New songs started Monday's 90-minute show, "Gone Today," starting slowly and quietly over a sparse beat and everybody singing, "High On a Mountain" (by namesake Olla Belle Reed) rocking behind fine harmonies, and the doomstruck "See Line Woman" mourning a prostitute's lonely death, before "Elijah Rock" from the first album, Fiona McBain delivering tremendous drama.

Keyboardist Glenn Patscha joked early on that all their songs were about death, but nonetheless are suitable for parties as well as for wakes. But Ollabelle would kill the audience anywhere: church, blues bar, rodeo, or rock arena. On "Last Lullabye," Patscha's piano and drawling vocal evoked the great Delaney and Bonnie and Friends; and while solo vocals were strong, even drummer Tony Leone got his chance at the mike, they were also rare. Ollabelle often sang something like The Band (with most of its classic songs sung by Amy Helm's father Levon), with everybody hitting the right notes but pushing and pulling the beat.

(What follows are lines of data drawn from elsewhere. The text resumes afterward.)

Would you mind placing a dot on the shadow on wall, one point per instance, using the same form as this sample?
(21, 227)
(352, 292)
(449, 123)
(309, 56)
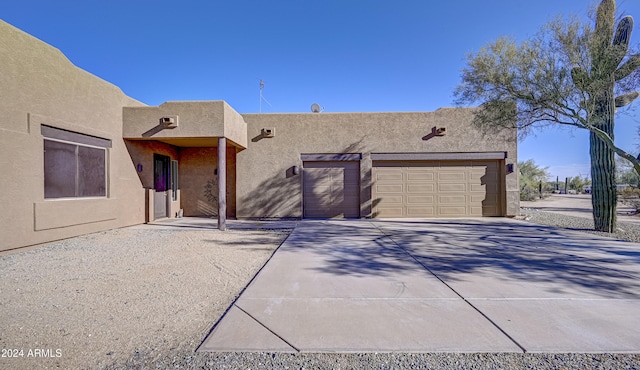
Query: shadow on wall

Gospel tunes dominated their first album, but not the second, and they balanced their material as skillfully as they performed it on Monday. "Fall Back" was a kinetic backbeat shuffle that packed an infectious R&B punch, while "Ain't No More Cain on the Brazos" was about as rural as could be. Some Gospel numbers were serene: "Heaven's Pearls" felt like a prayer in multi-instrumentalist Byron Isaacs' angelic voice. But they also conjured the apocalypse in the devastating, noisy "John the Revelator," which has deepened in mystery and might since it spooked fans of the first album.

Helm has grown remarkably as both writer and performer after apprenticing in blues bands with her father.

In "Everything Is Broken," her images of sadness and loss were heartbreaking. But most impressively, she turned this tune over to McBain to sing, and it was perfect for McBain's brassy power. In the pastoral "Northern Star," which Helm co-wrote with Isaacs, she sang as beautifully as Shelby Lynne. In a lovely, reimagined "Down By the Riverside," everybody sang wonderfully -- alone, in harmony, in counterpoint, carrying the crowd with them far into the land of goosebumps and hushed awe. Ollabelle is five skilled musicians, but what had been missing previously was chemistry. They recorded their first album early in their creative lives together, and it was pretty good: technically polished and sincere. Just as their second album represents a huge leap, so does their live show.